— To zwykłe szkło. Sama bym je wieczorem wyciągnęła — burknęła, marszcząc nos. Za nią siedziała Pchełkowa Łapa. Łeb uczennicy był zwieszony, a duże oczy wpatrywały się ukradkiem w prace medyczki. Ruchy Ćmiego Księżyca były powolne, leniwe i ostrożne. Widocznie irytowało to pełną wigory i energii kotkę.
— Wciskałaś je głębiej — szepnęła srebrna, a ucho Jastrzębiego Zewu poruszyło się nagle. Wojowniczka nienawidziła, kiedy ktoś nie mówił do niej wyraźnie, głośno i bezpośrednio. Mamrotanie doprowadzało ją do szału.
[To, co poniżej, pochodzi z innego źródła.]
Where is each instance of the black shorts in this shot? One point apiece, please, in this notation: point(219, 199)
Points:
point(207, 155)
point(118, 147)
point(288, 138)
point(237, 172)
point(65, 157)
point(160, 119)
To była jedna z cech, którą dzieliła ze swoją największą przeciwniczką - Pikującą Jaskółką. — Nie ruszaj... — Ten rozkaz był mocniejszy, ale tylko jeszcze bardziej ją wkurzył.
— Całkiem zdrowy kot mógłby oszczędzać poranioną poduszeczkę, ale nie oszukujmy się Jastrzębi Zewie... Przez twoją tylną nogę nie mogłaś tak samo odciążać przedniej, w której było szkło — powiedziała rzeczowo Zaćmienie. Starsza kotka prychnęła i odwróciła wzrok.
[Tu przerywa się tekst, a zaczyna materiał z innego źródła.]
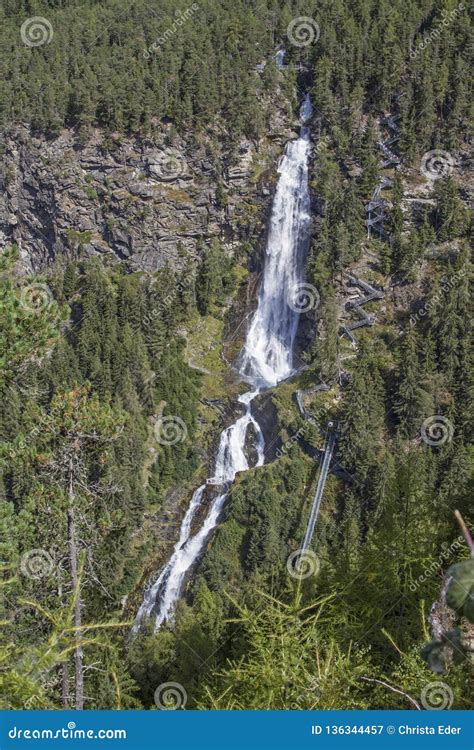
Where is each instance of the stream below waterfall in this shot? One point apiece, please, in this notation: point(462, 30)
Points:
point(266, 359)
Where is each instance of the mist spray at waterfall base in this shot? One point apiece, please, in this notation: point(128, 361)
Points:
point(267, 359)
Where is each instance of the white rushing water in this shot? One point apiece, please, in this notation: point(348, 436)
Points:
point(267, 358)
— Gotowe — rzuciła asystentka, owijając odkażoną ranę pajęczyną. Wojowniczka momentalnie była na nogach i popędzała swoją córkę do wyjścia. Straciły już wystarczająco dużo czasu. Skinęła jedynie na pożegnanie, czego kotka ta, którą ją opatrywała, i tak nie mogła dojrzeć.
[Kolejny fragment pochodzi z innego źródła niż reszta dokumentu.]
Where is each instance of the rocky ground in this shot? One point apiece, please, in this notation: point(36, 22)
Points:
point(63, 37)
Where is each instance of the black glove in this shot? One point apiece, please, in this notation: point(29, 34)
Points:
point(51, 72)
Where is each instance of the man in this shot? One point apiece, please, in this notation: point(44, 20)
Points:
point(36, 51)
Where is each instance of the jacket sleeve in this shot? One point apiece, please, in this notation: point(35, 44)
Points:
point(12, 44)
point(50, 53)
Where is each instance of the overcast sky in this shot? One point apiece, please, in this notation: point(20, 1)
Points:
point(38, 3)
— Pójdę po zioła... — mruknęła słabo szylkretka.
— Jesteś zmęczona — sprzeciwiła się lekko Ćma. Nie musiała widzieć przekrwionych ślepi, opuszczonego ogona, nerwowych wąsów, aby to wiedzieć. Zbyt dobrze znała siostrę. Wystarczyło, że wsłucha się w jej słowa, w jej krok.
— Podobnie, co ty — rzuciła. Chciała, aby zabrzmiało lekko, żartobliwie, ale... Skurcz serca przeleciał przez ciało srebrnej. Wiedziała, że drugiej jest ciężko; to ona powinna skupiać się na leczeniu - ona była główną medyczką... A i tak całymi dniami chodzi po terenach, zbiera zioła.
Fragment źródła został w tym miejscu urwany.